Niet alleen de dagvlinders en de bijen hebben het zwaar. Ook de aantallen libellen en waterjuffers in Nederland gaan voor het eerst sinds jaren achteruit. Meest opmerkelijk is dat een van de algemeenste juffersoorten van ons land, het lantaarntje, nu ook in zwaar weer zit. De vrees is dat het onder meer te maken heeft met de toename van bestrijdingsmiddelen in het oppervlaktewater.
Achteruitgang
In al het nieuws over de achteruitgang van insecten leken de libellen een gunstige uitzondering. Waar de dagvlinders en bijen het moeilijk hebben, gingen de libellen vooruit. Libellen leven in het water en de waterkwaliteit is in Nederland sinds 2000 enorm vooruitgegaan. Daarnaast is ook het beheer in veel gebieden verbeterd. Beken zijn natuurlijker gemaakt en vennen en laagveenwateren hersteld. De toename van de libellen is overduidelijk in de jaren negentig. Maar de laatste tien jaar wordt het echter steeds duidelijker dat de libellenaantallen juist achteruitgaan.
Neonicotinoïden
Naast libellen worden ook waterjuffers, zoals het lantaarntje, ernstig bedreigd. Want ook al is de waterkwaliteit vooruitgegaan in Nederland, er zit nog steeds gif in onze sloten. Uit recent onderzoek blijkt dat lantaarntjes vele malen langzamer groeien en aanzienlijk minder nakomelingen krijgen dan juffers in gifvrije natuur. Dat blijkt uit proeven in het ‘Levend Lab’ van Leiden, een lab bestaande uit slootjes in de vrije natuur. Bij deze proeven werd de invloed van de landbouwbestrijdingsmiddelen op de insecten onderzocht. Eerder werden er ook dit soort proeven gedaan in een laboratorium. Maar deze proeven blijken niet ‘waarheidsgetrouw’ te zijn. Want in het lab werden de proefdiertjes bijgevoerd en zijn daardoor weerbaarder dan in het echte slootleven.
Levend Lab
Tijdens het onderzoek in het ‘Levend Lab’ is gebleken dat de watervlo wel 2500 keer gevoeliger was voor het landbouwgif dan eerder werd aangenomen. Zo groeiden de watervlooien minder en kregen ze tot de helft minder nakomelingen. Bij later onderzoek is gebleken dat de waterjuffer ook gevoelig is voor de bestrijdingsmiddelen. Dat deze resultaten nu beter naar voren zijn gekomen dan dat het onderzoek in het lab zou plaatsvinden, komt volgens exotoxicologe Martina Vijver van het Centrum voor Milieukunde Leiden (CML) en promovendus Henrik Barmentlo, door het voedselgebrek. Zo worden de dieren in het lab gevoerd tot ze genoeg hebben, maar in het ‘Levend Lab’ moeten ze zelf op zoek naar eten. Uit het onderzoek is gebleken dat de dieren in het ‘Levend Lab’ vatbaarder zijn voor het gif en dus gevoeliger worden. In het lab is dus de invloed van de landbouwbestrijdingsmiddelen op de insecten in het slootwater sterk onderschat.
Andere oorzaken
Een van de andere mogelijke oorzaken van de achteruitgang is klimaatverandering. Warmteminnende, zuidelijke soorten profiteren van klimaatopwarming, zoals bijvoorbeeld de sierlijke witsnuitlibel.
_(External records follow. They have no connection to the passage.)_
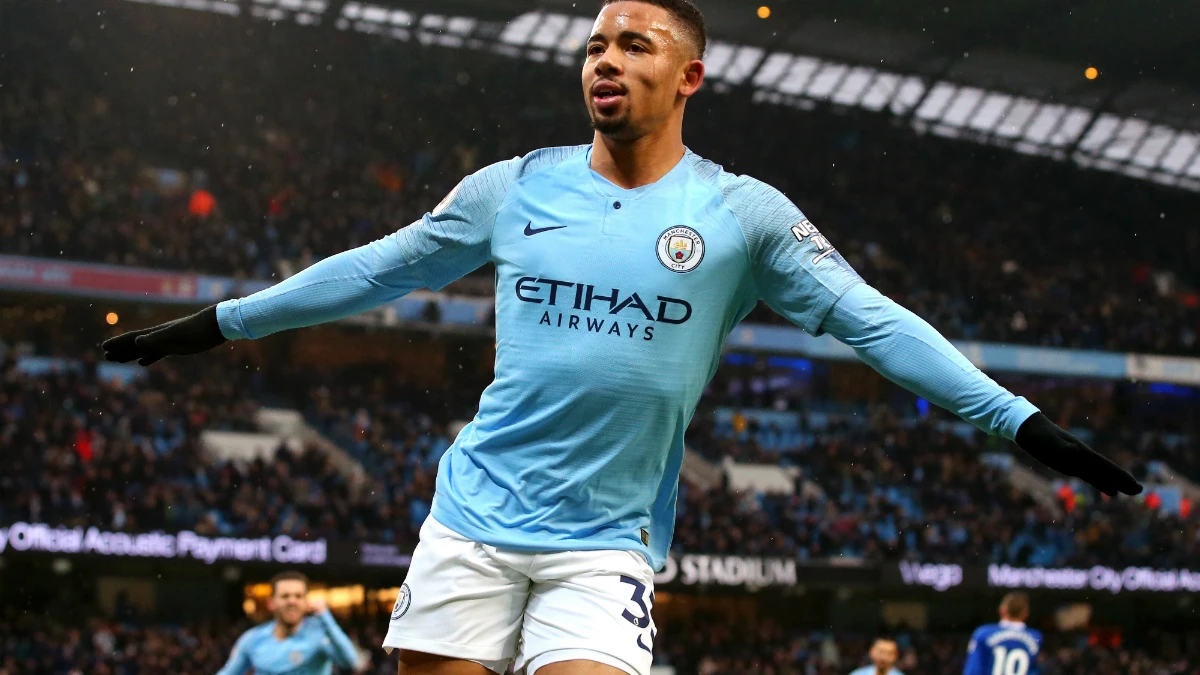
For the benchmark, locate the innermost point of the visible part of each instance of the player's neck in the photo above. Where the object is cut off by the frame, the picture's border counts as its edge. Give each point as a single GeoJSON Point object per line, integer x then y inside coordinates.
{"type": "Point", "coordinates": [285, 631]}
{"type": "Point", "coordinates": [642, 161]}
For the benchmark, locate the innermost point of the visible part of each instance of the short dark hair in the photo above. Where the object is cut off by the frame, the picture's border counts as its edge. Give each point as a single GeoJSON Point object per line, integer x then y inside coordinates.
{"type": "Point", "coordinates": [688, 15]}
{"type": "Point", "coordinates": [1015, 604]}
{"type": "Point", "coordinates": [289, 575]}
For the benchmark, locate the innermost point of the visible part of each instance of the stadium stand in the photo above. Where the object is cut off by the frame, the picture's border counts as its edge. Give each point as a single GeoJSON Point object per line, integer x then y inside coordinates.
{"type": "Point", "coordinates": [243, 185]}
{"type": "Point", "coordinates": [228, 154]}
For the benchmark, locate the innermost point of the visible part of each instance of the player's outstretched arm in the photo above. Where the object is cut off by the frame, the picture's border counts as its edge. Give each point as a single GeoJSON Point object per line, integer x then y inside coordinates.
{"type": "Point", "coordinates": [444, 245]}
{"type": "Point", "coordinates": [183, 336]}
{"type": "Point", "coordinates": [907, 351]}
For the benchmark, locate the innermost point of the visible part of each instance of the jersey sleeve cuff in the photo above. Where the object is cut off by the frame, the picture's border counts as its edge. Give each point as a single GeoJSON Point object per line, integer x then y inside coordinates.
{"type": "Point", "coordinates": [1015, 416]}
{"type": "Point", "coordinates": [229, 321]}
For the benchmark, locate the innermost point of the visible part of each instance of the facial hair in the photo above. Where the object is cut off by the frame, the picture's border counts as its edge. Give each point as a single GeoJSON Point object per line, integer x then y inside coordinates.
{"type": "Point", "coordinates": [609, 125]}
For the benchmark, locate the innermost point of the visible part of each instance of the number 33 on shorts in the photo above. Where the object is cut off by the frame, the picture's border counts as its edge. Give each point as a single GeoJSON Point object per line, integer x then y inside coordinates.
{"type": "Point", "coordinates": [642, 619]}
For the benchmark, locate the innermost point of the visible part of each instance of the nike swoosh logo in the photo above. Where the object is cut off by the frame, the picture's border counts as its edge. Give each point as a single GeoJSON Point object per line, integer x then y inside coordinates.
{"type": "Point", "coordinates": [643, 646]}
{"type": "Point", "coordinates": [531, 231]}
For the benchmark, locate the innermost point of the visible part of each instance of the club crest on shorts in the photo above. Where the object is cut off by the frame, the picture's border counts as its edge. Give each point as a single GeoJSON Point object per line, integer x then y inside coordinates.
{"type": "Point", "coordinates": [402, 601]}
{"type": "Point", "coordinates": [681, 249]}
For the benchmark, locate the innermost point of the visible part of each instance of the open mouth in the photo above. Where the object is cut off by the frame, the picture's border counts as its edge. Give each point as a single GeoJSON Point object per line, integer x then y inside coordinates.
{"type": "Point", "coordinates": [607, 93]}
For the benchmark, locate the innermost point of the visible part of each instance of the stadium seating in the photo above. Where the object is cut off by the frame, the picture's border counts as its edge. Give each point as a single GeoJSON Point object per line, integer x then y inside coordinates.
{"type": "Point", "coordinates": [280, 174]}
{"type": "Point", "coordinates": [126, 455]}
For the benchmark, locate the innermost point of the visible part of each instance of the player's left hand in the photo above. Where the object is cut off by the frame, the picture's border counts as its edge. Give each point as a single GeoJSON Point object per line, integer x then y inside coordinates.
{"type": "Point", "coordinates": [183, 336]}
{"type": "Point", "coordinates": [1054, 447]}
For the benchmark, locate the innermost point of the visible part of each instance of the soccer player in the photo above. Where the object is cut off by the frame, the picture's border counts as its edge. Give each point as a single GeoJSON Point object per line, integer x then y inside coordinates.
{"type": "Point", "coordinates": [883, 655]}
{"type": "Point", "coordinates": [1008, 647]}
{"type": "Point", "coordinates": [304, 638]}
{"type": "Point", "coordinates": [621, 268]}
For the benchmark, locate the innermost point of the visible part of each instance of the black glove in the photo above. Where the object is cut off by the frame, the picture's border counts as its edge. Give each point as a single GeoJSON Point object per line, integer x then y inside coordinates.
{"type": "Point", "coordinates": [183, 336]}
{"type": "Point", "coordinates": [1067, 454]}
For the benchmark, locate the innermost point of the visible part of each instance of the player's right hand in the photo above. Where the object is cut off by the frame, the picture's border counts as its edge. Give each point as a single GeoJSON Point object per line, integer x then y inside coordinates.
{"type": "Point", "coordinates": [183, 336]}
{"type": "Point", "coordinates": [1054, 447]}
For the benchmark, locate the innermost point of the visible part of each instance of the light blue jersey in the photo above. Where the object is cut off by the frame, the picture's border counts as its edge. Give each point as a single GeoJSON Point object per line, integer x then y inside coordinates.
{"type": "Point", "coordinates": [611, 309]}
{"type": "Point", "coordinates": [1008, 647]}
{"type": "Point", "coordinates": [317, 645]}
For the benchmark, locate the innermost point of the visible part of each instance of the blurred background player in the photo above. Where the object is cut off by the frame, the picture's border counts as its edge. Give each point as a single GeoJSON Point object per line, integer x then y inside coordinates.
{"type": "Point", "coordinates": [303, 639]}
{"type": "Point", "coordinates": [883, 655]}
{"type": "Point", "coordinates": [556, 505]}
{"type": "Point", "coordinates": [1008, 647]}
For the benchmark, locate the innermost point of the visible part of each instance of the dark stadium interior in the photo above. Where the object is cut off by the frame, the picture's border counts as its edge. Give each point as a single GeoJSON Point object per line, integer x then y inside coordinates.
{"type": "Point", "coordinates": [226, 149]}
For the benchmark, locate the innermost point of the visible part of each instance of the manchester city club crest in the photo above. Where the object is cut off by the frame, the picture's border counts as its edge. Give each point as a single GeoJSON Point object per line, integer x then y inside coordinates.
{"type": "Point", "coordinates": [681, 249]}
{"type": "Point", "coordinates": [402, 601]}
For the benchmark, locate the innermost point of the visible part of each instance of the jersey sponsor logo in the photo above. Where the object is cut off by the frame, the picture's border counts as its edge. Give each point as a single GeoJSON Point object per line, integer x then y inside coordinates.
{"type": "Point", "coordinates": [681, 249]}
{"type": "Point", "coordinates": [445, 202]}
{"type": "Point", "coordinates": [634, 312]}
{"type": "Point", "coordinates": [403, 599]}
{"type": "Point", "coordinates": [531, 231]}
{"type": "Point", "coordinates": [805, 230]}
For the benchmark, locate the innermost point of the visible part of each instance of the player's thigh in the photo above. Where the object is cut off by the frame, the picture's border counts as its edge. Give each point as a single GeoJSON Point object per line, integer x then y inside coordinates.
{"type": "Point", "coordinates": [420, 663]}
{"type": "Point", "coordinates": [580, 668]}
{"type": "Point", "coordinates": [457, 601]}
{"type": "Point", "coordinates": [589, 607]}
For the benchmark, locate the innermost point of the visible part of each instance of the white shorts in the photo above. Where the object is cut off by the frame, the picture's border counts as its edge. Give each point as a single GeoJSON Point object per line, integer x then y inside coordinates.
{"type": "Point", "coordinates": [474, 602]}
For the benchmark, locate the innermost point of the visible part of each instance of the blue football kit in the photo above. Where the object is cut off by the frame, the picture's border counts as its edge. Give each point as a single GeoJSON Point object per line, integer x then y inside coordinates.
{"type": "Point", "coordinates": [1008, 647]}
{"type": "Point", "coordinates": [317, 645]}
{"type": "Point", "coordinates": [611, 309]}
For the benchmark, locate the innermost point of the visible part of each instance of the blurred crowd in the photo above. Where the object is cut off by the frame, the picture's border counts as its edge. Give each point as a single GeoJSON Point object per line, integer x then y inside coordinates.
{"type": "Point", "coordinates": [84, 451]}
{"type": "Point", "coordinates": [745, 645]}
{"type": "Point", "coordinates": [748, 645]}
{"type": "Point", "coordinates": [868, 482]}
{"type": "Point", "coordinates": [255, 151]}
{"type": "Point", "coordinates": [33, 644]}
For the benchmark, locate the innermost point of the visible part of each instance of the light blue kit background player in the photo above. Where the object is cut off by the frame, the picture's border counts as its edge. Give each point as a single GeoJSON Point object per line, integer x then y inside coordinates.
{"type": "Point", "coordinates": [621, 268]}
{"type": "Point", "coordinates": [611, 308]}
{"type": "Point", "coordinates": [301, 639]}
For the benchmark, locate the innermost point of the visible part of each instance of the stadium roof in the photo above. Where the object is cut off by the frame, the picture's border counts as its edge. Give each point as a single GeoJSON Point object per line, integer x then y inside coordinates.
{"type": "Point", "coordinates": [1143, 49]}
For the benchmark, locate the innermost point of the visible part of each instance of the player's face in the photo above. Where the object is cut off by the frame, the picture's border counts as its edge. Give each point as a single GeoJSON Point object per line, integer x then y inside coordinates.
{"type": "Point", "coordinates": [635, 69]}
{"type": "Point", "coordinates": [885, 655]}
{"type": "Point", "coordinates": [289, 601]}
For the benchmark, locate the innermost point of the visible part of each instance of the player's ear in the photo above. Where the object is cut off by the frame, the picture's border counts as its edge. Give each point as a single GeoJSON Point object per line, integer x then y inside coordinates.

Terwijl noordelijke soorten er last van hebben. Sommige zuidelijke soorten (zoals de vroege glazenmaker en de vuurlibel) hebben een enorme opmars gemaakt aan het begin van de 21e eeuw. Verder blijkt uit het onderzoek, dat dit weekend wordt gepubliceerd, dat ook de libellen van de vennen het moeilijk hebben. Het blijkt allemaal uit ‘het Landelijk Meetprogramma Libellen’. Het is een samenwerkingsproject van De Vlinderstichting en het CBS.